ISLAMABAD: Senate Chairman Sadiq Sanjrani barred Caretaker Information Minister Murtaza Solangi from introducing a bill when the interim government’s to frame laws was strongly questioned by the senators, The News reported Wednesday.

Solangi wanted to move the Motion Pictures (Amendment) Bill, however, ex-chairman Senate Raza Rabbani on a point of order contended that caretaker governments do not enjoy the powers to legislate. 

He pointed out that it was for the first time in the parliamentary history of the country, after the introduction of the concept of caretakers in the Constitution, that an interim government has brought legislative business before the Senate.

Only a government commanding majority in either House of Parliament can move a bill, Rabbani insisted, adding that in a parliamentary form of government, only members can move a bill in a House.

The former chairman urged the chair not to allow setting such bad precedence under his chairmanship that an unelected individual representing a caretaker government moves legislation, requesting him to drop the agenda item from the orders of the day.

In reply to him, Solangi said he has stood by the Constitution, law and democracy throughout his life and there was no possibility of any change in it. 

The information minister said he would respect any decision taken by the House, prompting the chair to observe, “if there is no urgency, let us wait for the elected government. Let us defer this. I will examine it and get opinion and then will talk on this on Friday”.

Speaking on the notice to draw the attention of the minister-in-charge of the Cabinet Division towards the issuance of a notification on August 23 whereby the Cabinet Committee for Disposal of Legislative Cases (CCLC) has been constituted, Senator Rabbani contended that the caretaker prime minister’s very step is unconstitutional.

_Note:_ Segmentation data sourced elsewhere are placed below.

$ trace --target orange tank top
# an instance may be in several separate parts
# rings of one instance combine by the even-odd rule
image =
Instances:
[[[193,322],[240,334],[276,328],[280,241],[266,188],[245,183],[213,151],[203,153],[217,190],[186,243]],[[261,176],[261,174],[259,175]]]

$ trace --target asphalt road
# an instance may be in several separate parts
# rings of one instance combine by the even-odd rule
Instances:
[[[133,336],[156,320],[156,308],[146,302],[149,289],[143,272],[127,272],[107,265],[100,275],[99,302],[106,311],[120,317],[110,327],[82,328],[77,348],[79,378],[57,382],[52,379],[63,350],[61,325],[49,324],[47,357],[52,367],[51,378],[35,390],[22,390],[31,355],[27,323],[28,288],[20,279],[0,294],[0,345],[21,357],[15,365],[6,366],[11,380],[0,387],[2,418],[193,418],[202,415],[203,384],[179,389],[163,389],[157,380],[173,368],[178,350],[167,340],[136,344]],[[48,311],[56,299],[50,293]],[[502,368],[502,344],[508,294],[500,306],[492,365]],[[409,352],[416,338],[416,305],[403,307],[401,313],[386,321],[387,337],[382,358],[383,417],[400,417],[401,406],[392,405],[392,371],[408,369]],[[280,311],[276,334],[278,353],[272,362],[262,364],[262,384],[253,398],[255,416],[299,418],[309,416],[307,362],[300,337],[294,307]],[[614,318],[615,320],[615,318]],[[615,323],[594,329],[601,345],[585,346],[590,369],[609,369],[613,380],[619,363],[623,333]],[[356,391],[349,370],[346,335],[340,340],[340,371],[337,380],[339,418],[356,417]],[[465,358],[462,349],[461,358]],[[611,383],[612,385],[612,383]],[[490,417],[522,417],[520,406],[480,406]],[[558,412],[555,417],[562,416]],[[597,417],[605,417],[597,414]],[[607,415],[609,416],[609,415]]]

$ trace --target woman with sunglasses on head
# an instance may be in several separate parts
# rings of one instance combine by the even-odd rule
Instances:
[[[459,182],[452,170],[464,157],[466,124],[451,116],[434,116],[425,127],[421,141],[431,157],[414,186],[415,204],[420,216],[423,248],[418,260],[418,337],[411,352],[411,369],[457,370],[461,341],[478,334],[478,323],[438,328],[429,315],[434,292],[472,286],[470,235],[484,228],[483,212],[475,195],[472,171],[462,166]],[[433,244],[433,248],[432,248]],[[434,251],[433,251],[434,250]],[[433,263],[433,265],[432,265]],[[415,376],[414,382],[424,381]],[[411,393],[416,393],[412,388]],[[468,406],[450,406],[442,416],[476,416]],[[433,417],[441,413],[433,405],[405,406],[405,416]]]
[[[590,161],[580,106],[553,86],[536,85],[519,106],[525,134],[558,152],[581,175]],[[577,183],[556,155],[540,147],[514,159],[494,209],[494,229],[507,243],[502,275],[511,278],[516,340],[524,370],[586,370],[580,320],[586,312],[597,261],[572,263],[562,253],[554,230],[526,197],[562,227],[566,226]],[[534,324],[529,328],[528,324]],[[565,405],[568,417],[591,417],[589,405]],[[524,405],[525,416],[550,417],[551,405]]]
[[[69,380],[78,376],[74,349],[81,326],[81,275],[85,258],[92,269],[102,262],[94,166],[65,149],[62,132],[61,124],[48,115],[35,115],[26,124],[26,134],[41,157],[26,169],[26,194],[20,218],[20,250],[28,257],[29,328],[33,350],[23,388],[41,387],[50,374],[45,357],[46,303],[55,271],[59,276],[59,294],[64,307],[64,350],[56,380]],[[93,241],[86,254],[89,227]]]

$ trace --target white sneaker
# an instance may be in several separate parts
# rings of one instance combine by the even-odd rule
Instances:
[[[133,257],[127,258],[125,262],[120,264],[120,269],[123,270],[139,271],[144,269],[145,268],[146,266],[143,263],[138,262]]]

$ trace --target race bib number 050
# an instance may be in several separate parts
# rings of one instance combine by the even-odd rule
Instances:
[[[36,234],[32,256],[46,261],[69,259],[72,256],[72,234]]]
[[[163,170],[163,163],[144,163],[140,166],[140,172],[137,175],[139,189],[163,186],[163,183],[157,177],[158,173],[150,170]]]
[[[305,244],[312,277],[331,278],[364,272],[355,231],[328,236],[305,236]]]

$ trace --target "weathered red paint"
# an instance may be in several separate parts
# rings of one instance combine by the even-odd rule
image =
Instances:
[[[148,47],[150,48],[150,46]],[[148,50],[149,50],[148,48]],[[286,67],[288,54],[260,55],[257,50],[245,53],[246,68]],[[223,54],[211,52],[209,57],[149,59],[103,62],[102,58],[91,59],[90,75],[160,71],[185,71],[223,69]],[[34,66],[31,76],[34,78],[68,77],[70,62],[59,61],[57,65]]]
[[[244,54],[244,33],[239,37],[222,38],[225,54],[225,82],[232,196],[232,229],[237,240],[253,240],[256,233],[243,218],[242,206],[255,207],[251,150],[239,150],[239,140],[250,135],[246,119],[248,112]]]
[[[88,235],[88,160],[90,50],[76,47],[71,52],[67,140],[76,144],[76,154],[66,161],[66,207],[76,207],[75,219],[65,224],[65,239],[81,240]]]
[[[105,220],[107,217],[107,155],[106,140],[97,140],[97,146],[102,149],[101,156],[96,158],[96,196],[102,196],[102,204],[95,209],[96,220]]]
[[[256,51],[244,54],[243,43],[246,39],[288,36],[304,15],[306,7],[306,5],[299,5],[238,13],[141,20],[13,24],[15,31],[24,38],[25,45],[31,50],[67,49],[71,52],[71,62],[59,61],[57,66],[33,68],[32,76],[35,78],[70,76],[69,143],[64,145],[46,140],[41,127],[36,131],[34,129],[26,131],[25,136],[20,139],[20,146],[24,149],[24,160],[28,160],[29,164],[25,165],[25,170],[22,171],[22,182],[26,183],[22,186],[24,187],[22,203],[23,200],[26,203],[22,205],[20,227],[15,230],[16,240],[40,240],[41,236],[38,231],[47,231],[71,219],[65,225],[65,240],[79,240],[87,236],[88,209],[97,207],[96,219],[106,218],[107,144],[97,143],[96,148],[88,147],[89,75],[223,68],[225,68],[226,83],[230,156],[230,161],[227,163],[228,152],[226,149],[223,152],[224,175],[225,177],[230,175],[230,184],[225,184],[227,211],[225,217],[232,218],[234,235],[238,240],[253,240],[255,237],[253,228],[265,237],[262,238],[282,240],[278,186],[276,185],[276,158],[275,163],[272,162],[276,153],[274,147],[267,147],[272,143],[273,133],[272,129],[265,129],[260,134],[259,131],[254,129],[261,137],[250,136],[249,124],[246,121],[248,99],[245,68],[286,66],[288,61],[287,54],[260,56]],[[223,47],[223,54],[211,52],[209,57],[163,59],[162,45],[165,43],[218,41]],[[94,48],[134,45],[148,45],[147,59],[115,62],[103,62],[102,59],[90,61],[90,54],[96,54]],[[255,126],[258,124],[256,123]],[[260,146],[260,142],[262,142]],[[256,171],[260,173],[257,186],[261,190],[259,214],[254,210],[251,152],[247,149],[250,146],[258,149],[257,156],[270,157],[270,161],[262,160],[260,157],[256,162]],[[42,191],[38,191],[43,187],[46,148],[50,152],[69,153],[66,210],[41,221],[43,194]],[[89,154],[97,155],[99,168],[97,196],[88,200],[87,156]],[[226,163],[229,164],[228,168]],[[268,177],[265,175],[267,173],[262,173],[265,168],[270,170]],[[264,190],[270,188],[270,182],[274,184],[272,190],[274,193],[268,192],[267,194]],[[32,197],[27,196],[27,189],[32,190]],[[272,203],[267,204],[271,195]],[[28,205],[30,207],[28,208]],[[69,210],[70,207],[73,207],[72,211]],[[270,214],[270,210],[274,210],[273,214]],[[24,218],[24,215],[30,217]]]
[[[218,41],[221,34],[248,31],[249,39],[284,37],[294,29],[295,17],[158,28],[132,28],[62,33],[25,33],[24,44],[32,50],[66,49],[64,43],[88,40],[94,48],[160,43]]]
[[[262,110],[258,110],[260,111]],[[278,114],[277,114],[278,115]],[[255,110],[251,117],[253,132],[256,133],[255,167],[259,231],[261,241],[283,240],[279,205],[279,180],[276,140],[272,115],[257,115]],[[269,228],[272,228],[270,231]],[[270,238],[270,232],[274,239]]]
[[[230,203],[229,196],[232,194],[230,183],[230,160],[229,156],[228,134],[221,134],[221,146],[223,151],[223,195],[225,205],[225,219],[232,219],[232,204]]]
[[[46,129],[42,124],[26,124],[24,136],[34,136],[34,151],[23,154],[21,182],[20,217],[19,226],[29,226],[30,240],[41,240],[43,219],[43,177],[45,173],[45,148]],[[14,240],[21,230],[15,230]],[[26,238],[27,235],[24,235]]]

However, Solangi rose to clarify the CCLC has been constituted not for primary legislation, but for subsidiary rule-making. He rejected the reservations expressed by Rabbani on the committee’s formation and ToRs, saying it has been constituted under the rules of business.

The minister added the Constitution also does not bar the caretaker government from laying ordinances, though there is no mention of a caretaker government. He said that under Article 89 of the Constitution, emergency legislation is also permissible.

Solangi also said the main purpose of the committee is to lend support to the cabinet’s secretariat functions.

Rabbani was again on his feet to ask the minister through the chair that the committee’s notification may be placed in the House to find out what are the ToRs.